62. Hukum Ghibah Dan Namimah Dibulan Ramadhon
Ghibah dan namimah adalah haram hukumnya, baik
didalam bulan ramadhan ataupun diluar bulan ramadhan. akan tetapi ini tidak
sampai membatalkan puasa, hanya menguranging nilai ibadah puasa saja.
Dalil keharaman ghibah dan namimah adalah:
Allah
subuhanahu wata’ala berfirman:
{
وَلاَ يَغْتَب بَّعْضُكُم بَعْضًا أَيُحِبُّ أَحَدُكُمْ أَن يَأْكُلَ لَحْمَ
أَخِيهِ مَيْتًا فَكَرِهْتُمُوهُ وَاتَّقُوا اللَّهَ إِنَّ اللَّهَ تَوَّابٌ
رَحِيمٌ }
Artinya:
Dan janganlah mencari-cari keburukan orang dan janganlah menggunjingkan
satu sama lain. Adakah seorang diantara kamu yang suka memakan daging
saudaranya yang sudah mati? Maka tentulah kamu merasa jijik kepadanya.
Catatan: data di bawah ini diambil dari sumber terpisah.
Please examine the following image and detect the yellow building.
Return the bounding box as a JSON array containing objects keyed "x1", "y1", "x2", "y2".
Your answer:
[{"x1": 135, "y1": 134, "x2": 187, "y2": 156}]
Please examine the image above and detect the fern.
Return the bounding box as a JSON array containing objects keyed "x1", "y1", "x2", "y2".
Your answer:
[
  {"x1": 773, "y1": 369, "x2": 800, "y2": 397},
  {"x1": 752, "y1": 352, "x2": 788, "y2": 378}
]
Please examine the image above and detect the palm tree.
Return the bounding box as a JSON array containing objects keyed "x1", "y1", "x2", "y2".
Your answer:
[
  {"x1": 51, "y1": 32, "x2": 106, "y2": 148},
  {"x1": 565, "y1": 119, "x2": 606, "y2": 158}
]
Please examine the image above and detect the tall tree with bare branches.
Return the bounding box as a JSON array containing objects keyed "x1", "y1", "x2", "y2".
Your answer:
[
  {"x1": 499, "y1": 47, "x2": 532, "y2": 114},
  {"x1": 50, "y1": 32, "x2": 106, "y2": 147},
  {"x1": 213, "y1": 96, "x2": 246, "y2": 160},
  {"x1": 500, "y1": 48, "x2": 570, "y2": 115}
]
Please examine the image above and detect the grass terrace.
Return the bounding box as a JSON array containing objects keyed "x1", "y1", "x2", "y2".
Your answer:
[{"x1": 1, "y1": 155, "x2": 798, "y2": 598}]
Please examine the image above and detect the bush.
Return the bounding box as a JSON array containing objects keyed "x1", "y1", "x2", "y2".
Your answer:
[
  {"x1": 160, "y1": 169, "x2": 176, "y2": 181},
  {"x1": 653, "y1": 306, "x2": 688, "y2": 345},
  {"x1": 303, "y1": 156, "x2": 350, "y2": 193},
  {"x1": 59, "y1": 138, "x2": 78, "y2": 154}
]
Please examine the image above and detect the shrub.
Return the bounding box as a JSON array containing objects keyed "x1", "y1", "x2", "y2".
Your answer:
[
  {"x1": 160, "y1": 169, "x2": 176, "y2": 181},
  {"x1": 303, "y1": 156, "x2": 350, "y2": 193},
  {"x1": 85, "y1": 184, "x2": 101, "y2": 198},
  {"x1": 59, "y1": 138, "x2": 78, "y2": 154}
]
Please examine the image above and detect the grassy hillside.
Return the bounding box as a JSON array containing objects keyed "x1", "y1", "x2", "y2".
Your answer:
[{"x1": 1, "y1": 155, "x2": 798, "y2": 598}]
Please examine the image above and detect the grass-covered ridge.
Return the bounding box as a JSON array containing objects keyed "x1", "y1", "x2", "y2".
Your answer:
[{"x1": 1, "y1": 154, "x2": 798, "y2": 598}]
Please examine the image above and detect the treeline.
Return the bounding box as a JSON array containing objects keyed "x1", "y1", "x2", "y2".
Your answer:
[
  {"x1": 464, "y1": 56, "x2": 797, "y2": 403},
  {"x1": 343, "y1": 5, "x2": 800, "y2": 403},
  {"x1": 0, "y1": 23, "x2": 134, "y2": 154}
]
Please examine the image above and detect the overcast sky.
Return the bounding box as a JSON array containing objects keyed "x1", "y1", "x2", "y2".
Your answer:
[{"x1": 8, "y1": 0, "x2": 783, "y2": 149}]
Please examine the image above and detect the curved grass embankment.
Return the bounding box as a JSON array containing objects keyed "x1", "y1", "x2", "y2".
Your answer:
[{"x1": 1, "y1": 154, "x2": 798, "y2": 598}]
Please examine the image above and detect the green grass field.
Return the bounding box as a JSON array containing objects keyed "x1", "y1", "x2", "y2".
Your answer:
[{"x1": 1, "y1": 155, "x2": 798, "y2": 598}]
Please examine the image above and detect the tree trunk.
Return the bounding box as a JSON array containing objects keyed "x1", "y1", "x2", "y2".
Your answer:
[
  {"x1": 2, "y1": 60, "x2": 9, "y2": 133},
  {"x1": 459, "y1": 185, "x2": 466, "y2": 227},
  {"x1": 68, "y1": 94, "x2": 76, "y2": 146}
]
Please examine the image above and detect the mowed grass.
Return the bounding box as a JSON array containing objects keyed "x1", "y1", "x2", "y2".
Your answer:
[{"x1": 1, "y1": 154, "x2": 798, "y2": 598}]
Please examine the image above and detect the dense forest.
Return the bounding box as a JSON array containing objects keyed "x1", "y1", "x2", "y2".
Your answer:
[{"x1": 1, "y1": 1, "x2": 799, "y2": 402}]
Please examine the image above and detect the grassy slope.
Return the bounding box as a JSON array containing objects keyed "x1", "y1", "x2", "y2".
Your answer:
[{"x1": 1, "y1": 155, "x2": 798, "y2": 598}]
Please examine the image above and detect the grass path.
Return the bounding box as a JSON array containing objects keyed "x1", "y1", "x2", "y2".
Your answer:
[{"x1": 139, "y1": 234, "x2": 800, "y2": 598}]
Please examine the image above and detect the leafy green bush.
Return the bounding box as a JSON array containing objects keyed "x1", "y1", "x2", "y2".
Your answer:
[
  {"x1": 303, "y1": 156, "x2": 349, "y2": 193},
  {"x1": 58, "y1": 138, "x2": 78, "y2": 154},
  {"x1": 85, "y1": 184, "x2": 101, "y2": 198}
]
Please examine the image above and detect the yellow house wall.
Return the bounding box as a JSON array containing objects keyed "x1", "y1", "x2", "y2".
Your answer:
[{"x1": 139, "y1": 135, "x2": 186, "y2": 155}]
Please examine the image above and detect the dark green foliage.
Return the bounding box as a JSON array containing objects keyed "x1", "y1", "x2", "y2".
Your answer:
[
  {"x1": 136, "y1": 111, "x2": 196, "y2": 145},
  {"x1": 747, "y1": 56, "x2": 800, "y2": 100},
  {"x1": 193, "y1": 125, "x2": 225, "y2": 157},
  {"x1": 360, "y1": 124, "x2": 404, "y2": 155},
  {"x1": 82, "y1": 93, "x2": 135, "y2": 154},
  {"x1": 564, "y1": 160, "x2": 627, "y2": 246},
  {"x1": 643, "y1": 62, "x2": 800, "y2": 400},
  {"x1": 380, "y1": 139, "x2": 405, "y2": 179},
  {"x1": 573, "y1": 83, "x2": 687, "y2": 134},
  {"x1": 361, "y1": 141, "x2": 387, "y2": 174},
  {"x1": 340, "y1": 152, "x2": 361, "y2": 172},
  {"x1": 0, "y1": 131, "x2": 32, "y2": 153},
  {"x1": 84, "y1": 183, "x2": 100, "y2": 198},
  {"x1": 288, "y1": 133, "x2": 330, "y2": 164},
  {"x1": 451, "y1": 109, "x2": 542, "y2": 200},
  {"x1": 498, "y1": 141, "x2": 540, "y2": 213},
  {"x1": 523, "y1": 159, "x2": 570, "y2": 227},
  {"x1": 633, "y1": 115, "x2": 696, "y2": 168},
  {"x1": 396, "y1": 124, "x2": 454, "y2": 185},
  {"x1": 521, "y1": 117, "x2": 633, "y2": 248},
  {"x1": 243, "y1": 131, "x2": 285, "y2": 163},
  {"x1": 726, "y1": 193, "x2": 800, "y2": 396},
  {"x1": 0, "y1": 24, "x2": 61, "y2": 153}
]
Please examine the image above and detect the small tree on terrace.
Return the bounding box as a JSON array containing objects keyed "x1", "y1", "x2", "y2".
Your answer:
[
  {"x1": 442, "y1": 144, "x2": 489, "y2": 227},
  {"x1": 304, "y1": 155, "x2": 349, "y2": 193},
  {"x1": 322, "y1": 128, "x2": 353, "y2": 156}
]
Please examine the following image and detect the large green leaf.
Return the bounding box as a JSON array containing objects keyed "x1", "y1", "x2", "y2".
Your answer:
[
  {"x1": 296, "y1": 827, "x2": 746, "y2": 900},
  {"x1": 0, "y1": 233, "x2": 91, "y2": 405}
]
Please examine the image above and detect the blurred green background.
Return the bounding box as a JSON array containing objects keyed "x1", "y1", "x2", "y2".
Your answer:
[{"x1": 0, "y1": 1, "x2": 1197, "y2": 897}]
Dan
bertakwalah kepada Allah. Sesungguhnya Allah Maha Penerima Taubat lagi Maha
Penyayang. (Q.S Al-hujurat : 12)
عَنْ
ابْنِ عَبَّاسٍ رَضِيَ اللَّهُ عَنْهُمَا مَرَّ النَّبِيُّ صَلَّى اللَّهُ
عَلَيْهِ وَسَلَّمَ عَلَى قَبْرَيْنِ فَقَالَ إِنَّهُمَا لَيُعَذَّبَانِ وَمَا
يُعَذَّبَانِ مِنْ كَبِيرٍ ثُمَّ قَالَ بَلَى أَمَّا أَحَدُهُمَا فَكَانَ يَسْعَى
بِالنَّمِيمَةِ وَأَمَّا أَحَدُهُمَا فَكَانَ لَا يَسْتَتِرُ مِنْ بَوْلِهِ قَالَ
ثُمَّ أَخَذَ عُودًا رَطْبًا فَكَسَرَهُ بِاثْنَتَيْنِ ثُمَّ غَرَزَ كُلَّ وَاحِدٍ
مِنْهُمَا عَلَى قَبْرٍ ثُمَّ قَالَ لَعَلَّهُ يُخَفَّفُ عَنْهُمَا مَا لَمْ
يَيْبَسَا
Artinya:
dari Ibnu Abbas radhiyallah ‘anhu berkata, Rasulullah Shollallahu ‘Alaihi
Wasallam melewati dua kuburan kemudian bersabda: sesungguhnya mereka berdua
sedang diazab, dan mereka tidak diazab karena hal yang besar, kemudian beliau
bersabda: “betul” adapun yang satu
karena dia jalan menyebarkan fitnah (namimah), dan yang satunya karena
ia tidak membersihkan kencingnya, Ibnu Abbas Berkata: kemudian Rasulullah
Shollallahu ‘Alaihi Wasallam
mengambil batang kelopak korma
dan membelahnya menjadi dua bagian, kemudian menancapkannya diatas kedua
kuburan mereka, para sahabat bertanya: wahai Rasulullah! kenapa engkau
melakukan ini? Beliau menjawab: semoga mereka berdua diringankan azabnya oleh
Allah sampai batang ini mengering”. (H.R Bukhari )
Rasulullah
Shollallahu ‘Alaihi Wasallam:
عَنِ
الْعَلاَءِ عَنْ أَبِيهِ عَنْ أَبِى هُرَيْرَةَ أَنَّ رَسُولَ اللَّهِ -صلى الله
عليه وسلم- قَالَ « أَتَدْرُونَ مَا الْغِيبَةُ ». قَالُوا اللَّهُ وَرَسُولُهُ
أَعْلَمُ. قَالَ « ذِكْرُكَ أَخَاكَ بِمَا يَكْرَهُ ». قِيلَ أَفَرَأَيْتَ إِنْ
كَانَ فِى أَخِى مَا أَقُولُ قَالَ « إِنْ كَانَ فِيهِ مَا تَقُولُ فَقَدِ
اغْتَبْتَهُ وَإِنْ لَمْ يَكُنْ فِيهِ فَقَدْ بَهَتَّهُ ».
Artinya:
Dari ‘Ala’ Bin Abdurrahman Dari Bapaknya Dari Abu Hurairah sesungguhnya
Rasulullah Shollallahu ‘Alaihi Wasallam bersabda: “ apakah kalian semua tahu
apakah ghibah itu? Mereka menjawab: Allah Dan Rasulnya lebih mengetahui.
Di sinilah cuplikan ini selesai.